Stephanie Thompson has over twenty years of experience in applying statistical and modeling techniques to solve business problems in various commercial and academic environments.  Strong understanding of data structures, a variety of analytical tools, and operating environments.  Views problems (opportunities?) in a broad context by examining the interrelations between issues and the local and broader operational framework.  Demonstrated skill at effectively communicating and working across multiple functional areas and at all organizational levels.  Stephanie has made dozens of presentations at local, regional, and international meetings and conferences to technical and non-technical audiences.

Richann Watson

Richann Watson is an independent statistical programmer and CDISC consultant based in Ohio. She has been using SAS since 1996 with most of her experience being in the life sciences industry. She specializes in analyzing clinical trial data and implementing CDISC standards. Additionally, she is a member of the CDISC ADaM team and various sub-teams. Richann loves to code and is an active participant and leader in the SAS User Group community. She has presented numerous papers, posters, and training seminars at SAS Global Forum, PharmaSUG, and various regional and local SAS user group meetings. Richann holds a bachelor’s degree in mathematics and computer science from Northern Kentucky University and master’s degree in statistics from Miami University.

Mario Widel

Mario Widel is an independent contractor.
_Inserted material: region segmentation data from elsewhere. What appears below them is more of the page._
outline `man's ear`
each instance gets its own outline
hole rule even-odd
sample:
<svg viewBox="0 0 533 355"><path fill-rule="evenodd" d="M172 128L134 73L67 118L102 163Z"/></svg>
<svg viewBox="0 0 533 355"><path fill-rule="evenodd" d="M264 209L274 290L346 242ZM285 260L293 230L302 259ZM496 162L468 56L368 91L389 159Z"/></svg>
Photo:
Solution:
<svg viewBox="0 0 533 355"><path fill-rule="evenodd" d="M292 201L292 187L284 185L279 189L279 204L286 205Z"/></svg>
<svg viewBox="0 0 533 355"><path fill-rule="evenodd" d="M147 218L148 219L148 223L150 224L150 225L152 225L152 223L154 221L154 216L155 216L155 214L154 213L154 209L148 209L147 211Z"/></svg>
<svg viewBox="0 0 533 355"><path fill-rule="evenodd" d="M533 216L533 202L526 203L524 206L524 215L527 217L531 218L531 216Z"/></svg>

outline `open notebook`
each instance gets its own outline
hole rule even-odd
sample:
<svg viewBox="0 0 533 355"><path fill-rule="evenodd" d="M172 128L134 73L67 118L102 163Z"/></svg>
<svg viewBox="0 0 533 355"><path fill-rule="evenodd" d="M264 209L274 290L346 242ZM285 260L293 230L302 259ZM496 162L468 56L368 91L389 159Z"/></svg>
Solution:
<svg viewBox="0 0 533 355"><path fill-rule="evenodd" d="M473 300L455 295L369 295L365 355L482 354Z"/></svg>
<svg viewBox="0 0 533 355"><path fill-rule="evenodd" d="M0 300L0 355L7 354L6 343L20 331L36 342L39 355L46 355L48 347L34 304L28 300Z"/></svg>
He has been involved in CDISC related activities since 2007. In his current role, Mario focuses on process development for submission data and documentation. He is a member of the ADaM team, a CDISC authorized SDTM and ADaM instructor and has presented at numerous conferences including PharmaSUG, JSM, SAS Global Forum and PhUSE.

Michael G. Wilson

Michael G. Wilson has been a practicing statistician using SAS/STAT for 30 years. In addition, he has been a part-time faculty and adjunct faculty member for the past 12 years teaching statistics at the university, advanced graduate and medical school levels. Michael has co-authored over 50 peer-reviewed research journal articles. Currently, he is an independent biostatistician and co-investigator of NIH and VA studies.